Acoustic emission and failure characteristics of cracked rock under freezing-thawing and shearing

Abstract

The acoustic emission (AE) signal characteristics and deformation characteristics of cracked rocks under shear load can characterize the degree of rock degradation under freeze–thaw (F-T) cycles. Understanding these characteristics is of great significance for preventing rock mass engineering disasters in cold regions. In view of this, the effects of F-T cycles and crack inclination angle β on rock shear characteristics were studied by carrying out F-T tests and direct shear tests of rock-like samples with different crack inclination angles.
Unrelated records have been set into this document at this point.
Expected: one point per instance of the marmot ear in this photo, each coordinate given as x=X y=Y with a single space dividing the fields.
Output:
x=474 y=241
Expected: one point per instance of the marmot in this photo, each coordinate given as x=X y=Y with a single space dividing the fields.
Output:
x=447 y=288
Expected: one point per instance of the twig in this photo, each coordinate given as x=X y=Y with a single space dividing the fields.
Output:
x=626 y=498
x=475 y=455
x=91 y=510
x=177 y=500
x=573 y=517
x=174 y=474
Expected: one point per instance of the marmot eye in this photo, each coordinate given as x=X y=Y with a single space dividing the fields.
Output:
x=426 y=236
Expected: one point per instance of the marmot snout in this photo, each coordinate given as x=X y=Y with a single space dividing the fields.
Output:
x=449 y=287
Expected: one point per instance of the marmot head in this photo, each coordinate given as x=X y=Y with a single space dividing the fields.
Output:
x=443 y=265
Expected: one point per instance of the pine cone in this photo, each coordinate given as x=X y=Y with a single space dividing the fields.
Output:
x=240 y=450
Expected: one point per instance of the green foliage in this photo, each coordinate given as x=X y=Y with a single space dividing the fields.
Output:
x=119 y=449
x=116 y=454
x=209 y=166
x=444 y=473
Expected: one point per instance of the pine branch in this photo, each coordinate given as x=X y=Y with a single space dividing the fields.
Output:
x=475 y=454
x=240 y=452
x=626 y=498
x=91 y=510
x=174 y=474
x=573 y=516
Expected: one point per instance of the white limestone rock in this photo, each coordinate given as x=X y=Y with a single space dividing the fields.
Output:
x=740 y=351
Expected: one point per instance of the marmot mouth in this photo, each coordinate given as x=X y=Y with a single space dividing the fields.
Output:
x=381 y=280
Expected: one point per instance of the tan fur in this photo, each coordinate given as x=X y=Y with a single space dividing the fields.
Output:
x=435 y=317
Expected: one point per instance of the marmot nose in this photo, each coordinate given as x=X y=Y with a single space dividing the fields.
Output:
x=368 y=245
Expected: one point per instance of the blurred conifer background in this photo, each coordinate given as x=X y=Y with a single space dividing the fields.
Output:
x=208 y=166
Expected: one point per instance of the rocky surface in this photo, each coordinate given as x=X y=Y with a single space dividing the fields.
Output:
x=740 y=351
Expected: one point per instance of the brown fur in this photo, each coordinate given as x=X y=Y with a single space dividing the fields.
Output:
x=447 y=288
Then, combined with AE technology and digital image correlation (DIC) technology, the effects of F-T cycle and crack inclination angle β on the characteristics of AE signals and shear deformation failure characteristics at each stage of the shearing process were analyzed. The research results show that: the deterioration of shear properties mainly occurs during the first 10 cycles. The cohesion and internal friction angle of the samples are the smallest at 30° and 60°, respectively, and the shear strength is the smallest at 60°. The damage degree of F-T cycle to the cracked samples at different angles is different. The damage degree of the 0° inclination single-cracked sample is the largest, reaching 57.17%, and the 90° sample is the smallest, reaching 49.43%. The count and b-value features of AE indicated that F-T cycles attenuated the differences in AE signal features at various stages of the shearing process. When the number of F-T cycles is less than 5, the b-value of AE undergoes a change process of a small and slow rise, a small slow decrease, a sharp decrease, and an oscillating change. When the F-T cycle reaches 20 times, the AE count and b-value characteristics did not change significantly. The speckle results show that when the normal stress is 1.5 MPa, the failure mode of the sample under shear load is pure shear or tensile-shear failure. With the increase of the number of F-T cycles, the sample has a large strain area increases and tends to fail along the shear plane.